Since I published photos of my friend Nancy Ellison’s weaving of pastors and sheep, I have had requests for drafts and help from others who want to weave similar pieces. I haven’t even tried it myself! But I can help you learn to do it with information graciously shared with me.
In the fall of 2016, Jane Flanagan, a weaver and instructor in Bolton, England, wrote to ask whether her student could reproduce Nancy’s “Pastors in a Row” weaving, after it appeared on the Scandinavian Weavers Study Group blog.
It was fine with Nancy, but she didn’t have a written draft or instructions. Jane figured it out, and two of her students went on to weave pieces similar to Nancy’s. See them here. This fall, Jane sent me a draft and some notes about her weaving experiences. PDF here. Thank you, Jane!
Also, this fall at the Weavers Guild of Minnesota I picked up a used copy of Clotilde Barrett’s wonderful book on boundweave titled just that–Boundweave. Her book includes a whole chapter on weaving figures in boundweave. Since the book was published in 1987, but I didn’t see it available digitally, I thought it was worth writing to her and asking whether I could share her information. Clotilde was very positive about my posting the pages, and happy that weavers would be interested.
What a lovely gift! The pdf for Chapter 7, “Figurative Boundweave,” plus a portion of Chapter 6 on krokbragd, is here. I’d love to see photos of projects you weave, which I will send on to Clotilde, too.
Clotilde wondered whether I am planning to attend Convergence in Reno this summer (I don’t think I will be going). She plans to attend, so if you run into her, you can thank her personally for sharing her knowledge with us.
My practice of asking authors whether I can share information–because it never hurts to ask–has served me well over time. That’s the way I acquire a lot of the content for the Norwegian Textile Letter.
I am so often struck by the generosity of people in sharing their knowledge. Weavers especially! One notable failure was last fall when I asked the Dow Jones Company if I could reprint an interesting article I read in the Wall Street Journal, “A Scientist’s Guide to the Coziest Sweaters,” for the Weavers Guild. No problem was the reply, at the special nonprofit 1/2 price deal, it would only cost $825 to post it in HTML for six months ($1100 for a pdf version). So thank you Jane and Clotilde for your instruction. You won’t become as wealthy as Dow Jones as a result, but you have the appreciation of many weavers.
ADDENDUM: I noted this blog post on the Facebook “Weaving” group, and alert reader Bill Crawford suggested another resource. “Don’t forget that Nancy Hoskins has a wonderful book on weaving figures. She has a video also. Book title is: “Weft-Faced Pattern Weaves: Tabby to Taquete. “
Also, Ingrid Koch, the moderator of the “Weaving Krokbragd” Facebook group, has posted many great instructional resources and photos in the “Files” portion of the group. When I get around to making my own figurative piece, lack of instructions won’t be an issue!

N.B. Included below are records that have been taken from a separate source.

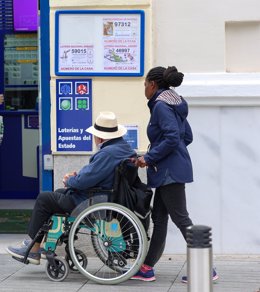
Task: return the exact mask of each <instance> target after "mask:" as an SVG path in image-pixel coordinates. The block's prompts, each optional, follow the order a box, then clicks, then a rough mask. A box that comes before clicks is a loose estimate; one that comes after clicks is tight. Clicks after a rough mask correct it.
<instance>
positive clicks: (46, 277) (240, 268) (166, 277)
mask: <svg viewBox="0 0 260 292" xmlns="http://www.w3.org/2000/svg"><path fill="white" fill-rule="evenodd" d="M22 238H23V236H22V235H18V236H14V235H12V236H11V235H8V236H7V235H3V234H0V291H3V292H9V291H10V292H11V291H15V292H35V291H37V292H41V291H55V292H56V291H57V292H59V291H62V292H64V291H70V292H92V291H97V292H98V291H100V292H104V290H106V289H109V291H118V292H119V291H120V292H124V291H133V292H147V291H149V292H166V291H167V292H186V291H187V289H188V288H187V285H186V284H182V283H181V276H183V275H185V274H186V256H185V255H169V256H167V255H164V256H163V257H162V259H161V260H160V261H159V263H158V264H157V265H156V268H155V273H156V277H157V280H156V281H155V282H150V283H145V282H141V281H135V280H128V281H126V282H124V283H121V284H119V285H114V286H109V288H106V286H104V285H98V284H95V283H93V282H91V281H89V280H87V279H86V278H85V277H84V276H82V275H81V274H76V273H71V274H69V276H68V277H67V279H66V280H65V281H64V282H52V281H50V280H49V278H48V277H47V275H46V274H45V270H44V269H45V263H46V261H44V260H42V263H41V265H39V266H35V265H24V264H22V263H19V262H17V261H15V260H14V259H12V258H11V257H10V256H9V255H7V254H6V253H5V250H4V246H5V245H6V244H7V242H8V241H9V242H14V241H19V240H20V239H22ZM14 239H16V240H14ZM214 265H215V266H216V268H217V271H218V274H219V280H218V281H217V283H214V285H213V291H214V292H260V255H236V256H232V255H218V256H215V257H214Z"/></svg>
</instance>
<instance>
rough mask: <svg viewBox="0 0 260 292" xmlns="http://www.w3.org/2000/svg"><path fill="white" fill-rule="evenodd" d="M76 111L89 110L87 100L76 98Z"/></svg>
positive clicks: (78, 97)
mask: <svg viewBox="0 0 260 292" xmlns="http://www.w3.org/2000/svg"><path fill="white" fill-rule="evenodd" d="M75 109H76V110H89V98H88V97H85V98H82V97H76V105H75Z"/></svg>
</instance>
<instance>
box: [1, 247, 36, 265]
mask: <svg viewBox="0 0 260 292" xmlns="http://www.w3.org/2000/svg"><path fill="white" fill-rule="evenodd" d="M6 251H7V252H8V253H9V254H11V255H12V256H14V257H17V258H19V259H23V258H24V256H25V254H26V252H27V247H26V246H22V247H12V246H8V247H7V248H6ZM27 259H28V261H29V262H30V263H31V264H34V265H39V264H40V259H41V254H40V253H39V252H30V253H29V254H28V257H27Z"/></svg>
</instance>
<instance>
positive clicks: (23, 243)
mask: <svg viewBox="0 0 260 292" xmlns="http://www.w3.org/2000/svg"><path fill="white" fill-rule="evenodd" d="M31 242H32V240H31V239H24V240H23V241H22V246H26V247H28V246H29V245H30V244H31ZM39 253H40V254H41V259H44V260H46V250H45V249H44V248H43V247H41V248H40V249H39Z"/></svg>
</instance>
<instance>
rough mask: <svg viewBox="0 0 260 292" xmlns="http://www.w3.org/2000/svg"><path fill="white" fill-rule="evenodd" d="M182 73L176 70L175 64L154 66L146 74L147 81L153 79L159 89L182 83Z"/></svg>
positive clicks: (167, 87)
mask: <svg viewBox="0 0 260 292" xmlns="http://www.w3.org/2000/svg"><path fill="white" fill-rule="evenodd" d="M183 77H184V74H183V73H181V72H178V70H177V68H176V67H175V66H171V67H168V68H167V69H166V68H165V67H161V66H159V67H154V68H152V69H151V70H150V71H149V72H148V73H147V75H146V79H147V80H148V81H154V82H156V84H157V85H158V88H159V89H169V87H170V86H172V87H178V86H180V85H181V84H182V80H183Z"/></svg>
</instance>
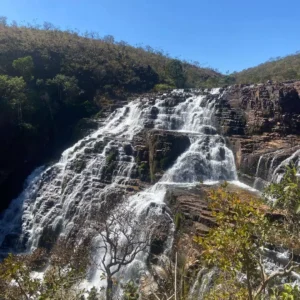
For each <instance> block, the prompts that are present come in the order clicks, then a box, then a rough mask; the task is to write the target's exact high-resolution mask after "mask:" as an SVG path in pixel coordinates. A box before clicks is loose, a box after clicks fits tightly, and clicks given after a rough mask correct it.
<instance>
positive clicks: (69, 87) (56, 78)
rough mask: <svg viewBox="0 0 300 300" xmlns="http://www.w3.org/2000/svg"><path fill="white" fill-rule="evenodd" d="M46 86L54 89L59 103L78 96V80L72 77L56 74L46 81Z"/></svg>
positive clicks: (78, 91)
mask: <svg viewBox="0 0 300 300" xmlns="http://www.w3.org/2000/svg"><path fill="white" fill-rule="evenodd" d="M47 85H49V86H52V87H54V88H55V90H56V92H57V95H58V97H59V100H60V101H63V100H64V99H65V98H66V99H67V100H68V101H71V100H72V98H73V97H76V96H78V94H79V91H80V90H79V87H78V80H77V79H76V78H75V77H74V76H71V77H70V76H66V75H63V74H57V75H56V76H55V77H54V78H53V79H48V80H47Z"/></svg>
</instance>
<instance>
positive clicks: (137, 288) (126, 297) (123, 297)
mask: <svg viewBox="0 0 300 300" xmlns="http://www.w3.org/2000/svg"><path fill="white" fill-rule="evenodd" d="M123 290H124V294H123V298H124V300H138V299H139V293H138V286H136V285H135V284H134V282H133V281H129V282H127V283H126V284H125V285H124V286H123Z"/></svg>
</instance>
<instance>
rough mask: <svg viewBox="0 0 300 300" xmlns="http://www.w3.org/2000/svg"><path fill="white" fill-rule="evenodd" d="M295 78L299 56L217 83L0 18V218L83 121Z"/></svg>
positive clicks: (149, 56)
mask: <svg viewBox="0 0 300 300" xmlns="http://www.w3.org/2000/svg"><path fill="white" fill-rule="evenodd" d="M299 76H300V54H296V55H290V56H287V57H285V58H280V59H277V60H275V61H270V62H267V63H265V64H262V65H260V66H258V67H255V68H251V69H248V70H244V71H242V72H239V73H237V72H235V73H233V74H230V75H223V74H221V73H219V72H218V71H216V70H213V69H211V68H201V67H200V63H198V62H186V61H182V60H178V59H176V58H172V57H170V56H169V55H168V54H167V53H165V52H164V51H163V50H156V49H153V48H152V47H150V46H143V47H142V46H135V47H134V46H131V45H129V44H128V43H126V42H124V41H118V42H117V41H115V39H114V37H113V36H104V37H100V36H99V35H98V34H97V33H95V32H86V33H79V32H77V31H71V30H68V31H62V30H60V29H59V28H56V27H55V26H54V25H52V24H51V23H48V22H45V23H44V24H43V25H42V26H40V25H36V24H35V25H30V24H27V25H18V24H16V22H12V23H8V22H7V19H6V18H5V17H0V142H1V149H0V157H1V158H0V187H1V190H2V195H1V197H2V199H1V202H0V210H1V209H2V208H4V207H6V205H7V202H8V201H9V200H10V199H11V198H12V197H13V196H16V195H17V193H18V192H19V191H20V189H21V186H22V182H23V180H24V178H25V177H26V176H27V175H28V174H29V172H30V171H32V169H33V168H34V167H35V166H37V165H39V164H42V163H45V162H46V161H47V160H50V159H53V158H54V157H56V156H58V155H59V153H61V151H62V150H63V149H65V148H66V147H67V146H68V145H70V144H71V143H72V142H74V141H75V140H77V139H78V138H79V137H80V134H82V132H83V130H88V129H93V128H95V127H96V126H97V124H96V123H95V122H93V121H91V120H90V119H89V118H90V117H93V116H95V115H101V113H102V112H103V111H105V110H110V111H111V110H113V109H114V107H116V106H117V105H118V103H119V102H120V101H124V100H126V99H128V97H129V96H133V95H135V94H137V93H145V92H152V91H163V90H167V89H172V88H194V87H195V88H198V87H216V86H224V85H230V84H235V83H238V84H239V83H257V82H264V81H267V80H269V79H271V80H278V81H279V80H281V81H282V80H291V79H297V78H299Z"/></svg>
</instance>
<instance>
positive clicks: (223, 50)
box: [0, 0, 300, 72]
mask: <svg viewBox="0 0 300 300" xmlns="http://www.w3.org/2000/svg"><path fill="white" fill-rule="evenodd" d="M299 13H300V0H280V1H279V0H251V1H245V0H226V1H225V0H181V1H179V0H0V15H3V16H6V17H8V20H9V21H12V20H15V21H17V22H22V21H24V22H25V23H26V22H33V21H34V20H35V21H36V22H37V23H40V24H42V23H43V22H44V21H49V22H51V23H53V24H54V25H56V26H59V27H60V28H61V29H65V28H70V29H73V28H77V29H79V30H80V31H82V32H84V31H86V30H88V31H97V32H98V33H99V34H100V35H101V36H103V35H107V34H111V35H113V36H114V37H115V39H116V40H124V41H127V42H128V43H130V44H132V45H140V44H143V45H150V46H152V47H153V48H160V49H164V50H165V51H167V52H168V53H170V55H171V56H173V57H179V58H181V59H187V60H193V61H199V62H200V63H201V64H203V65H204V66H210V67H213V68H218V69H219V70H220V71H222V72H226V71H227V70H229V71H230V72H232V71H239V70H242V69H245V68H248V67H251V66H255V65H257V64H259V63H262V62H264V61H266V60H268V59H269V58H270V57H277V56H283V55H286V54H290V53H294V52H296V51H298V50H300V17H299Z"/></svg>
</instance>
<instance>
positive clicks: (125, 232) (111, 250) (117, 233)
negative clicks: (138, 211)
mask: <svg viewBox="0 0 300 300" xmlns="http://www.w3.org/2000/svg"><path fill="white" fill-rule="evenodd" d="M106 214H107V212H102V218H103V219H104V220H105V221H103V219H102V220H101V221H102V222H98V220H97V219H96V225H95V226H96V230H97V233H98V235H99V244H98V245H97V246H96V249H95V250H100V251H101V254H102V258H101V262H100V263H99V265H98V268H99V269H100V270H102V271H103V272H104V274H105V278H106V282H107V287H106V300H112V299H113V293H114V290H113V287H114V284H115V285H116V283H117V281H116V278H115V276H117V274H118V272H119V271H120V270H121V268H122V267H124V266H126V265H129V264H130V263H132V262H133V261H134V259H135V258H136V256H137V255H138V254H139V253H141V252H143V251H146V249H147V248H148V247H149V245H150V232H149V230H148V228H150V227H148V225H149V224H147V223H146V221H145V220H139V221H138V220H137V219H136V217H135V211H134V210H130V209H127V208H126V204H125V205H124V206H123V207H122V208H119V210H117V211H114V212H111V213H110V215H109V216H107V215H106ZM96 215H97V214H96V213H95V217H96V218H98V217H99V215H98V216H96ZM99 226H100V227H99ZM152 227H153V226H152ZM152 230H153V229H152ZM95 253H98V252H97V251H95ZM96 255H97V254H96ZM127 287H128V288H129V287H131V288H133V287H132V286H127ZM131 293H132V290H131Z"/></svg>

How incredibly generous of Clotilde! But also you–for doing the groundwork and sharing this resource! Thanks so much to you both!

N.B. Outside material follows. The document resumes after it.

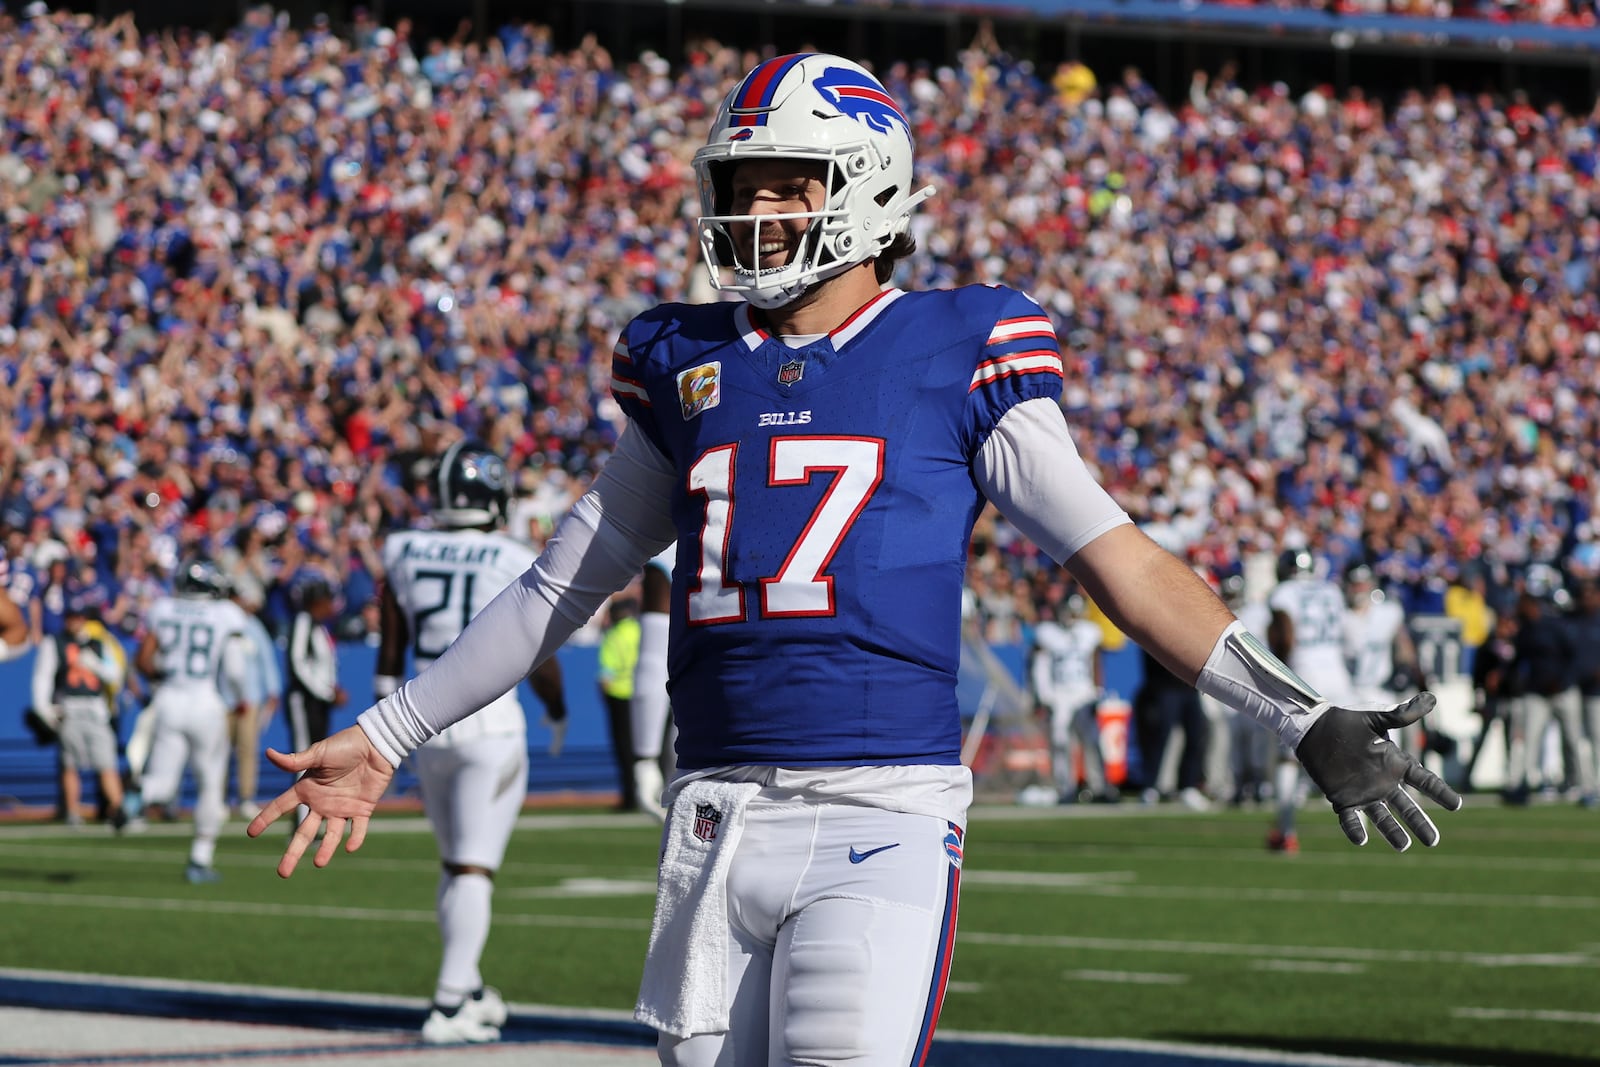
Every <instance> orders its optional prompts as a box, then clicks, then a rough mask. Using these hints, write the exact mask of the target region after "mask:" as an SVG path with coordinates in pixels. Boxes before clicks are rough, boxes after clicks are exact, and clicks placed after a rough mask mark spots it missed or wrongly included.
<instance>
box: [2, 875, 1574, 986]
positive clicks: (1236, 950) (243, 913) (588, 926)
mask: <svg viewBox="0 0 1600 1067" xmlns="http://www.w3.org/2000/svg"><path fill="white" fill-rule="evenodd" d="M0 904H29V905H38V907H64V909H107V910H118V912H206V913H213V915H267V917H274V918H318V920H358V921H384V923H421V925H434V923H435V921H437V917H435V913H434V912H432V910H422V909H381V907H338V905H325V904H264V902H253V901H205V899H195V897H192V896H190V897H117V896H99V894H75V893H27V891H11V889H0ZM494 923H496V925H506V926H536V928H538V926H555V928H562V926H581V928H584V929H613V931H627V933H634V931H642V929H650V920H646V918H606V917H594V915H522V913H515V912H509V913H496V915H494ZM957 939H958V941H960V942H962V944H966V945H998V947H1010V949H1030V950H1032V949H1056V950H1074V952H1115V953H1123V952H1149V953H1170V955H1210V957H1218V955H1224V957H1245V958H1266V960H1333V961H1346V963H1448V965H1458V966H1478V968H1515V966H1531V968H1573V969H1594V968H1600V952H1595V950H1592V949H1594V947H1590V950H1587V952H1586V950H1574V952H1531V953H1496V952H1443V950H1410V949H1352V947H1346V945H1274V944H1240V942H1219V941H1168V939H1157V937H1150V939H1136V937H1070V936H1061V934H1038V933H1030V934H1000V933H986V931H978V929H962V931H960V933H958V934H957Z"/></svg>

Wow! Thank you Clotilde, Jane, and Robbie! I’m going to try this (one day!)
Hi Robbie, I have done a great deal of work on this boundweave technique since we last communicated and my teaching on the subject has hopefully improved!
I feel I should maybe explain to less-experienced weavers, that in my original pdf draft, where the lift sequence is shown in the 4 columns directly below the tie up, if woven as shown the images will be upside down! With my limited computer skills it was almost impossible to represent the woven cloth alongside a meaningful weaving draft! It may make more sense if the weaver starts at bottom right of the lift/treadling sequence and looks at the sequence as a block of 4 lifts in which each block starts with lift 1, then 2, then 4 then 3. In other words, lifts are 2,3,4 then 1,3,4 then 1,2,3 and finally 1,2,4. This block of 4 picks is woven 3 times to square the image. The weaver then moves up four squares to the next block of 4 lifts and works their way down through these and so on for the rest of the design. The lift sequence remains the same throughout! What changes is the weft colour order. The appropriate weft colour for each pick in the block is shown in the narrow vertical column to the right of the lift sequence. For example, in the first block, which weaves the pastors’ legs, the first pick (raise shafts 2,3 and 4) is in blue, the second (1,3 and 4) is in green, the third (1,2 and 3) is in green and finally pick 4 (1,2 and 4) is in blue. Three repeats of this sequence weaves “to square” and to make the legs longer the weaver can repeat these blocks as many times as they wish before moving onto the next block, in which the colour sequence is blue, green, blue, blue. This has the effect of joining the legs together to make the bottom half of the body, and so on!
I hope this helps and does not confuse people! Weavers please feel free to email me at firstname.lastname@example.org for any clarification.
I will be teaching this subject (with slight variations) at the Association of Guilds Summer School in York in August 2019.
Apologies for the horrendously long and wordy comment!